Un arrêt qui fait date

Le 11 mars 2016, la Cour de cassation a rendu un arrêt important portant sur le revenu professionnel d’un administrateur d’une «personne morale de droit public». L’administration fiscale voulait imposer ce revenu en tant que «profits», alors que l’administrateur estimait devoir être imposé comme «rémunération de dirigeant d’entreprise». 


La Cour de cassation a donné raison à l’administrateur, estimant que pour que les revenus professionnels d’un administrateur puissent être qualifiés de «rémunérations de dirigeant d’entreprise», il n’est pas nécessaire que le débiteur de ces revenus professionnels soit considéré fiscalement comme une «société».

Conclusion

Nous pouvons en conclure que tous les administrateurs d’asbl doivent en principe être considérés comme des «dirigeants d’entreprise» qui perçoivent des «rémunérations de dirigeant d’entreprise». Un précompte professionnel doit être retenu sur celles-ci et seul un forfait limité de frais professionnels peut être déduit de ces revenus professionnels. Mais – et ce n’est pas négligeable – ces administrateurs d’asbl, à l’instar des dirigeants d’entreprise indépendants de sociétés lucratives ordinaires, peuvent se voir attribuer des engagements de pension et autres engagements de prévoyance.

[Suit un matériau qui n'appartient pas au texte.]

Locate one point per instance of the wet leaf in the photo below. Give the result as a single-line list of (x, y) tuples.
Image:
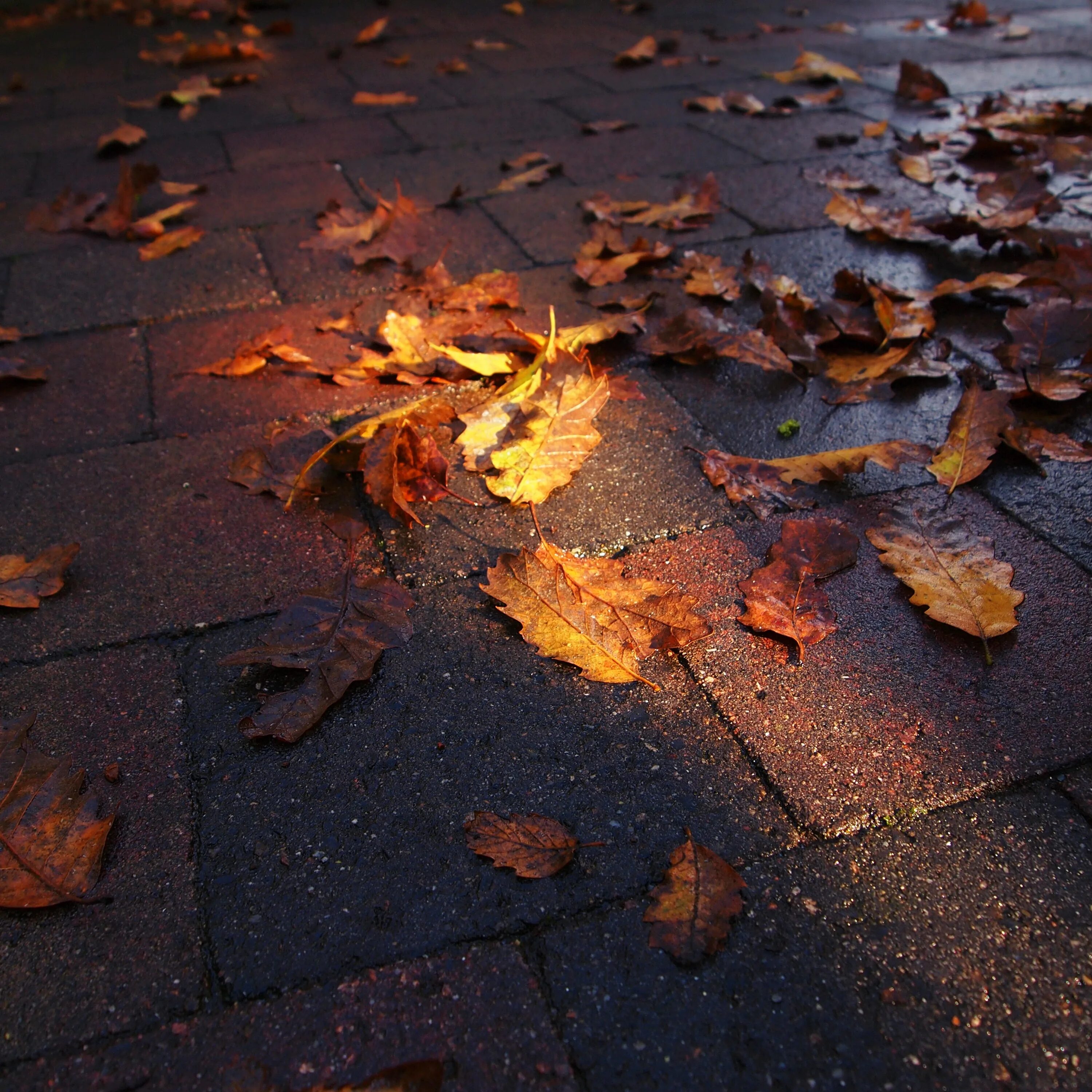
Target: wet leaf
[(953, 571), (1039, 444), (384, 99), (171, 242), (52, 839), (25, 583), (372, 33), (641, 53), (834, 466), (336, 633), (588, 613), (782, 597), (974, 434), (693, 909), (920, 84), (811, 68), (752, 482), (534, 846)]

Il n’y a plus qu’à attendre de voir si l’administration fiscale va se rallier au point de vue de la Cour de cassation. Mais il y a fort à parier que le monde de la prévoyance complémentaire va désormais s’ouvrir aux administrateurs d’asbl et aux personnes morales comparables.


Par conséquent, si les administrateurs d’asbl veulent profiter d’une pension complémentaire ou d’un autre type d’engagement de prévoyance, ils doivent déclarer leur revenu professionnel en tant que rémunération de dirigeant d’entreprise.


Prochainement, les indépendants qui ne sont pas en société pourront eux aussi développer leur pension complémentaire du 2e pilier.